All of Romano’s realistic paintings are based on news photography, or snap shots he took on different occasions. Carefully staged in the process of their metamorphosis into paintings, they serve him as a means for reflective meditation. Each painting narrates, as it were, a unique story. But, as a matter of fact, they all conceal one and the same secret, or unsolved enigma: a world withdrawn, between serenity and crash, between balance and the threat to it.
Furthermore, a closer examination reveals that each of these paintings has another layer, an encoded one, that relates to childhood (traumatic?) experience. At times, these experiences were hidden even from the artist himself, who became aware of them only in retrospect, after painting them.
“Why is something being drawn up? Images crystallize within me long before they surface in my consciousness and are imported from there to a canvas. After they are set on canvas, a long reflection on their origins and meaning emerges.

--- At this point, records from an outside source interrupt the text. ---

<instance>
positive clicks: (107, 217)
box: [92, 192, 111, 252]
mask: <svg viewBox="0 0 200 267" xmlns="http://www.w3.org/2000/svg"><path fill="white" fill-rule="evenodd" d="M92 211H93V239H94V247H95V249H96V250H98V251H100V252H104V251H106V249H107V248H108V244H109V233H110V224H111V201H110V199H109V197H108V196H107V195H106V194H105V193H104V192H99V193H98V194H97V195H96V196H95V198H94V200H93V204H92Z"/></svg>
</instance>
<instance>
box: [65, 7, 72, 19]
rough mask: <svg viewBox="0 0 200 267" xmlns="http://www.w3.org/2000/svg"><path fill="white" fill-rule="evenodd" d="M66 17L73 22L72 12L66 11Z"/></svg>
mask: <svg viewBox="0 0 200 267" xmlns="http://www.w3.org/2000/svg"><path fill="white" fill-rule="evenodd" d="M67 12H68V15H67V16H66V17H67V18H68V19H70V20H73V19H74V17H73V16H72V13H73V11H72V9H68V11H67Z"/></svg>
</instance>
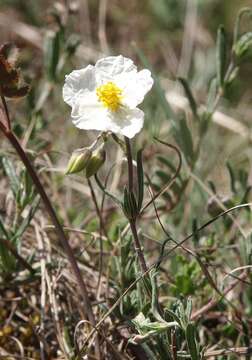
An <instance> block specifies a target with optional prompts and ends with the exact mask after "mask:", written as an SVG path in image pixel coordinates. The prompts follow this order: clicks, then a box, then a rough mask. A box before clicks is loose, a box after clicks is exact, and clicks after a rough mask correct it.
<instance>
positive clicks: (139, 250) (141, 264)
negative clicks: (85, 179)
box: [125, 136, 148, 273]
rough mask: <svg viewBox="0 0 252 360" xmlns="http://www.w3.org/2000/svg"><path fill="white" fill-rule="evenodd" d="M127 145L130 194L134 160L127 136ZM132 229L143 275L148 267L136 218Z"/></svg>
mask: <svg viewBox="0 0 252 360" xmlns="http://www.w3.org/2000/svg"><path fill="white" fill-rule="evenodd" d="M125 144H126V155H127V160H128V186H129V192H133V159H132V151H131V146H130V140H129V138H127V137H126V136H125ZM129 223H130V228H131V232H132V235H133V239H134V248H135V252H136V255H137V257H138V261H139V264H140V267H141V270H142V273H145V272H146V271H147V269H148V268H147V265H146V261H145V258H144V253H143V251H142V248H141V244H140V240H139V237H138V233H137V228H136V218H133V219H130V220H129Z"/></svg>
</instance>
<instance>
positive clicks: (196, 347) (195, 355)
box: [186, 323, 200, 360]
mask: <svg viewBox="0 0 252 360" xmlns="http://www.w3.org/2000/svg"><path fill="white" fill-rule="evenodd" d="M186 341H187V346H188V350H189V352H190V355H191V359H192V360H199V359H200V356H199V353H198V349H197V342H196V331H195V326H194V324H193V323H189V324H188V325H187V327H186Z"/></svg>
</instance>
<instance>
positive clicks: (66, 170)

“A colorless childhood memory from my first days in primary school: in the area by the public lavatory, two bigger boys play with marbles on gray soil. Everything is gray, except for the intensely orange marbles. I stand there mesmerized, looking at their spherical shape and glowingly intense orange color. Is this the early source of the bubbles?
“Another childhood memory: I’m ten or eleven years old. Alone at my grandfather’s home in Haifa, I am drawing heads of birds of prey. When my family came back, my mother asked me: ‘Who did these drawings?’ I answered: ‘I did.’ ‘Impossible,’ she said absent-mindedly and went away. The painting Boy and Goldfish in a Fish Tank, 2009, is based on a staged photograph. As I was painting it, I remembered the incident with my mother. I think the painting somehow deals with the act of painting and, perhaps, also with my disappointment of not being recognized as an artist. Present also in the painterly consciousness are paintings of goldfish in a bowl by Henri Matisse and the tale of ‘The Fisherman and the Goldfish.’ According to dream interpretation, a fish appearing in a dream denotes a talent, an elusive gift or good fortune.”

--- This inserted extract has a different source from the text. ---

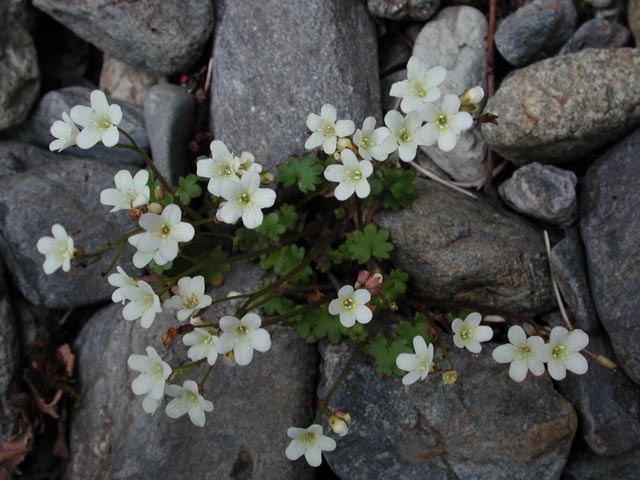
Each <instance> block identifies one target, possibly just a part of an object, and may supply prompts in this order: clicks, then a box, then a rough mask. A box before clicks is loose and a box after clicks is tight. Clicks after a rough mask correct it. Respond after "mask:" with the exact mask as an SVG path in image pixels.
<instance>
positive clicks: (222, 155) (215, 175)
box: [196, 140, 240, 197]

An encoded layer of the kind that reveals itself to the artist post factum, exists also in The Eagle, 2008. The artist has kept a National Geographic reproduction of an eagle since the time he was fifteen years old. He translated it into a large painting, adding a Native American chain to the eagle’s neck. This chain is associated in his mind with a scene from a film he saw as a child showing Native American children harassing a boy. They tied him to poles in the shape of bird’s wings and hurled him down from a tall cliff. As the boy fell into an abyss, he suddenly became an eagle and moved into another world...
Only in retrospect, after the painting was exhibited publicly, Romano found out that what he thought of as representing the inner part of a wing actually looks like a fish. The image of the fish eluded him, even though it was there. This brings to mind, for a reason, the story of the hidden form of a vulture (kite) encrypted into the folds Mary’s dress in Leonardo da Vinci’s The Virgin and Child With St. Anne, 1510. Sigmund Freud analyzed the work and its psychological implications in his 1910 essay “A Memory of His Childhood,” an essay with which Romano is well acquainted.
These combinations/concatenations (eagle and fish, eagle and chain, goldfish and boy, tiger with collar, woman with colorful bead chains) are but a few examples of those hidden in the deeper layers of Romano’s realistic paintings. They show that these paintings are reflections in a very certain sense of the word, that of “something reflected by something else, or something whose qualities resemble something else”. They bring together, time and again, the forces of nature and culture as they both try to grab each other by the neck until the moment of explosion: the moment of disillusionment or awakening from the painted illusory ideal.